If using this dataset, please cite https://doi.org/10.1073/pnas.2106042118
We've released data from 6 print sessions, comprising 173 plates, 131 quaternary oxide systems, 6,918,024 individual composition samples, and 376,752 distinct compositions. While the tenfold reproductions within each plate are well controlled, uncontrolled variables (printhead age, etc) may lead to poorer consistency between print sessions.
The data exists in four directories and one metadata file. Each directory contains one type of data, with one *.csv file per printed plate.
i. The data in ten_replicas/ consists of optical transmission data, with one row per printed patch on a plate. The column headers are:
ExpID: an integer experiment ID for the printed patch on the plate.
row, col: The row and the column coordinates of the printed patch in the microscope image
signal_#: The measurement of ɑ, the optical transmission spectrum of the printed patch, at a given wavelength. # ranges from 0 to 8, inclusive, indicating transmission spectra at the following wavelengths: 375, 395, 455, 530, 590, 617, 660, 735, & 850 nm.
plate: The integer plate identifier.
line: An integer identifier of the composition gradient that was printed.
line_experiment_id: An integer identifier of the composition sample along the composition gradient.
replica: An integer identifier of the replica # of the printed line.
metal: Each plate will have up to six metal column headers, where the possible metals include: ['Ce', 'Co', 'Cu', 'Fe', 'In', 'Mg', 'Ni', 'Sn', 'Ta', 'Y']. The metal columns sum to 1, indicating the ratios of metals printed.
ii. The data in aggregated_replicas/ consists of optical transmission data, with one row per tenfold aggregated patch on a plate.

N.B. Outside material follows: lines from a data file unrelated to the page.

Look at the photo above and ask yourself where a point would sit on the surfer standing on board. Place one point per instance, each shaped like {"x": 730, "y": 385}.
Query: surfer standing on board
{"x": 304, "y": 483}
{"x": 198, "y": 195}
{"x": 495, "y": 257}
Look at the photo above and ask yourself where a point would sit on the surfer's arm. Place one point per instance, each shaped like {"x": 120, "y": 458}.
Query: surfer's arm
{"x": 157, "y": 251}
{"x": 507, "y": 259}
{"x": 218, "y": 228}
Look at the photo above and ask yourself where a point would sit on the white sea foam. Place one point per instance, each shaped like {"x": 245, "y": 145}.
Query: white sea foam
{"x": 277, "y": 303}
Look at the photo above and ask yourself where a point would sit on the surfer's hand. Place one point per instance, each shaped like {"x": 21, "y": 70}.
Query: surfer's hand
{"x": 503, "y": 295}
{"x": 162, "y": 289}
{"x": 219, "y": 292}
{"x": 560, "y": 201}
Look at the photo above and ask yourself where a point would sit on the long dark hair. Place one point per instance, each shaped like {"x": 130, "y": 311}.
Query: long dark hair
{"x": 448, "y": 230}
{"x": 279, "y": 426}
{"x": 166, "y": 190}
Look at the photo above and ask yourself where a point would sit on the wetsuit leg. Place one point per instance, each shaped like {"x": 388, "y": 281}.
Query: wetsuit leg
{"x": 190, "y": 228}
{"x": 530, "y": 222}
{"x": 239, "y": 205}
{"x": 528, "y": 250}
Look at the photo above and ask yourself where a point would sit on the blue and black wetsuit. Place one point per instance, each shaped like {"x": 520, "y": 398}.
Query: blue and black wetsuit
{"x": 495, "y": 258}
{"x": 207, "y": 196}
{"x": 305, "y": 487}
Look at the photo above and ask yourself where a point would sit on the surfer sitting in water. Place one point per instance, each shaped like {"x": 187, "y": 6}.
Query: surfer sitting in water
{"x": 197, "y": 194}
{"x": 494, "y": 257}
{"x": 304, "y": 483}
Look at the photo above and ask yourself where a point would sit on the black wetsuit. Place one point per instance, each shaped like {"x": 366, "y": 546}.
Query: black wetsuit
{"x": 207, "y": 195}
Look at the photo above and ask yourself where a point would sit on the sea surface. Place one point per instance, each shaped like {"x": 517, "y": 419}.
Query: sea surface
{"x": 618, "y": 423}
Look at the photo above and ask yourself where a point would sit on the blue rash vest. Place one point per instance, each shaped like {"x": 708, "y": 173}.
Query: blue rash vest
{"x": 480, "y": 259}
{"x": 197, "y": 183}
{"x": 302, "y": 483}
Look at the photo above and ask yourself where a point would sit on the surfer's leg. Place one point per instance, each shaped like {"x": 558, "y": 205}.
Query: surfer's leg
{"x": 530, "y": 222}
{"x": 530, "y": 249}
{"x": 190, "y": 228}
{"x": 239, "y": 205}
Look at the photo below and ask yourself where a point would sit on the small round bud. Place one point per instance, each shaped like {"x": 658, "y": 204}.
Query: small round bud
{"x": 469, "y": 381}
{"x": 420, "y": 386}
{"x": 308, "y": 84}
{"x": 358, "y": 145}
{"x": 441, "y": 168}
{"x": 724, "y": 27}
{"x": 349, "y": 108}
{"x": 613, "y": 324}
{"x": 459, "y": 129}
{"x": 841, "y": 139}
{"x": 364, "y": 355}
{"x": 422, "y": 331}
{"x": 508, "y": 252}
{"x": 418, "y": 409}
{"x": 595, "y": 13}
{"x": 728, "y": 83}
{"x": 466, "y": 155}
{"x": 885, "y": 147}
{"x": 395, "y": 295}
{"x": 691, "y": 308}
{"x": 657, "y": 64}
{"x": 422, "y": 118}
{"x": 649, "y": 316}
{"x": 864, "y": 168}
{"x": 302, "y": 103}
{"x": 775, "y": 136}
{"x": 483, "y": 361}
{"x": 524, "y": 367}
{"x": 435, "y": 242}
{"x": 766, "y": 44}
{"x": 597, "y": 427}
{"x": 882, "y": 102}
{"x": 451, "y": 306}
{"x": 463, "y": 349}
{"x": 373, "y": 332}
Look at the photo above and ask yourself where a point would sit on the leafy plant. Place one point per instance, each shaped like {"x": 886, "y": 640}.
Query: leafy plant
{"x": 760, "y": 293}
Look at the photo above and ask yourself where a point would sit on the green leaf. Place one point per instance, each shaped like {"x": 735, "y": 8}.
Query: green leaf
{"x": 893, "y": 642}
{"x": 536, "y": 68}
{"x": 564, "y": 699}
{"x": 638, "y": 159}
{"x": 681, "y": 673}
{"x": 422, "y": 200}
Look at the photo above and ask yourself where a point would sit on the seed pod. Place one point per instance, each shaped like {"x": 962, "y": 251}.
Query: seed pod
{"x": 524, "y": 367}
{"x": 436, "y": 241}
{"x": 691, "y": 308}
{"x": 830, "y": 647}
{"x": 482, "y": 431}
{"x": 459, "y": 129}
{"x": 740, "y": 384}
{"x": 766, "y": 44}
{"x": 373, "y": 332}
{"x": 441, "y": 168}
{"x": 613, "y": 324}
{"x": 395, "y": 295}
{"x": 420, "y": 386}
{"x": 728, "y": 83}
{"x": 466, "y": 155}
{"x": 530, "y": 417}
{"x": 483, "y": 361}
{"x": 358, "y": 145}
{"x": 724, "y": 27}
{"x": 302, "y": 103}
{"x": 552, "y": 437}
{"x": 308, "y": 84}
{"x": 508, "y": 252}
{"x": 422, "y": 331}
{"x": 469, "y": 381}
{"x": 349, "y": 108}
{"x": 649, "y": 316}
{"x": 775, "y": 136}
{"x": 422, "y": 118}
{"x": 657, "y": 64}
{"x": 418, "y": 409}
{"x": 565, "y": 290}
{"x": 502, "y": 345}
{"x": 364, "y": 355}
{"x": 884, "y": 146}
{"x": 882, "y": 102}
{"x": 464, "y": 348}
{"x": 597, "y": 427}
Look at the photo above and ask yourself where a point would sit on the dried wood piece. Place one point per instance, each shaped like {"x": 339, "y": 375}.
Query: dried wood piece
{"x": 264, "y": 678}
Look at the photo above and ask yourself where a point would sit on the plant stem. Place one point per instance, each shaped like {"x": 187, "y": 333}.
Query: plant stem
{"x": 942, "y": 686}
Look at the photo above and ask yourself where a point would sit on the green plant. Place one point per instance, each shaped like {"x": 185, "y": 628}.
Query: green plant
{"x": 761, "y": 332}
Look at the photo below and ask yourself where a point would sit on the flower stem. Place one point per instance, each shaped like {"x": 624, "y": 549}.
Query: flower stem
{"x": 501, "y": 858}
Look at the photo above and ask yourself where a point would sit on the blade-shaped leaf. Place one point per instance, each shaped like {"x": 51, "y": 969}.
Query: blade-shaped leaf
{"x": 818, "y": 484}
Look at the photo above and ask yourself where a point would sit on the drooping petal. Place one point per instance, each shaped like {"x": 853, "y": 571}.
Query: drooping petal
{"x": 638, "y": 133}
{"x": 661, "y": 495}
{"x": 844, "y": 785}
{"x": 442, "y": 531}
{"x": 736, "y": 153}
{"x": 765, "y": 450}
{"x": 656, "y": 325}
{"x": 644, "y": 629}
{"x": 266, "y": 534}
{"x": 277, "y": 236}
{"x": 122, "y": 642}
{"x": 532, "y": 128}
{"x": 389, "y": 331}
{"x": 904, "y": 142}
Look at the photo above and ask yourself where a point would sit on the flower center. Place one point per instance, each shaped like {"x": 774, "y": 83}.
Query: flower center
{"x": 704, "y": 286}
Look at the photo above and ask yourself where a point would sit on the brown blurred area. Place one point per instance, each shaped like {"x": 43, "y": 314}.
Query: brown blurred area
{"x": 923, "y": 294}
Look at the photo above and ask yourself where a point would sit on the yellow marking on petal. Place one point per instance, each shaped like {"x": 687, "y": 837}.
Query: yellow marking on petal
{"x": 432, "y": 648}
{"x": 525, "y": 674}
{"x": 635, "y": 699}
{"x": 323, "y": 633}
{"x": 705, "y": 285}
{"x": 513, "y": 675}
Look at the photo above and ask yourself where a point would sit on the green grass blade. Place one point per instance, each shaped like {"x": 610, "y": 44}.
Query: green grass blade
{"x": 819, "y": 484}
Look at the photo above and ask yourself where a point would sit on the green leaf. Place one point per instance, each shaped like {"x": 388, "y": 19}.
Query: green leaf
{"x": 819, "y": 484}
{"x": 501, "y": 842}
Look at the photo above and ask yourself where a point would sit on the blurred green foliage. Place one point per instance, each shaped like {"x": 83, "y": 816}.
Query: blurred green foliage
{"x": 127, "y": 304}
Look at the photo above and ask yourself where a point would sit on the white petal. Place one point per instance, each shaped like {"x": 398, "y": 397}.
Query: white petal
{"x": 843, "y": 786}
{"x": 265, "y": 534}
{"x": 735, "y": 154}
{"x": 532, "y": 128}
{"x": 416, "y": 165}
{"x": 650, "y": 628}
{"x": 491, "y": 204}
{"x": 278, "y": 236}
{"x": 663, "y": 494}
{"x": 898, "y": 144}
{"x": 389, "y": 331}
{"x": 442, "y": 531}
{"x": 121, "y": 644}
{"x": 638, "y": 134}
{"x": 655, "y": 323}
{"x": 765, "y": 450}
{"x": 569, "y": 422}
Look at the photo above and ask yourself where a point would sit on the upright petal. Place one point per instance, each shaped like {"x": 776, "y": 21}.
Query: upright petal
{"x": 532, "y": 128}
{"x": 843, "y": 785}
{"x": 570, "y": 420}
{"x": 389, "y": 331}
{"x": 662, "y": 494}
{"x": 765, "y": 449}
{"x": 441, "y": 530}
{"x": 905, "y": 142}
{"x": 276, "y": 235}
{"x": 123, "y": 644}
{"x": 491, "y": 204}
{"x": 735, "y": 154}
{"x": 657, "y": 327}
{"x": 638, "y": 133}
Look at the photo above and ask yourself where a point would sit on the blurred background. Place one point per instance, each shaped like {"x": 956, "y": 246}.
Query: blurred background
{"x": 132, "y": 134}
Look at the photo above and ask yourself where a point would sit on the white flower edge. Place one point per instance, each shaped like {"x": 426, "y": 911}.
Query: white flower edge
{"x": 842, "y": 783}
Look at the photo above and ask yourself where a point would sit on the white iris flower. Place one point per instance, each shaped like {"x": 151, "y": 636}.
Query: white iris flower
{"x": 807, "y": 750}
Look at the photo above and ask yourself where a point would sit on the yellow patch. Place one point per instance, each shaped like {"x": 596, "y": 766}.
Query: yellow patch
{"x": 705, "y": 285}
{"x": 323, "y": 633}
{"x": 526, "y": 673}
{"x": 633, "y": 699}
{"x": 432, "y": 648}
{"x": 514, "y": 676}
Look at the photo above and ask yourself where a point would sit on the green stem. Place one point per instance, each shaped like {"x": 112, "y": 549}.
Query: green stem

The column headers are:
signal_#: The measurement of ɑ, the optical transmission spectrum of the printed patch, at a given wavelength. # ranges from 0 to 8, inclusive, indicating transmission spectra at the following wavelengths: 375, 395, 455, 530, 590, 617, 660, 735, & 850 nm.
plate: The integer plate identifier.
line: An integer identifier of the composition gradient that was printed.
line_experiment_id: An integer identifier of the composition sample along the composition gradient.
metal: Each plate will have up to six metal column headers, where the possible metals include: ['Ce', 'Co', 'Cu', 'Fe', 'In', 'Mg', 'Ni', 'Sn', 'Ta', 'Y']. The metal columns sum to 1, indicating the ratios of metals printed.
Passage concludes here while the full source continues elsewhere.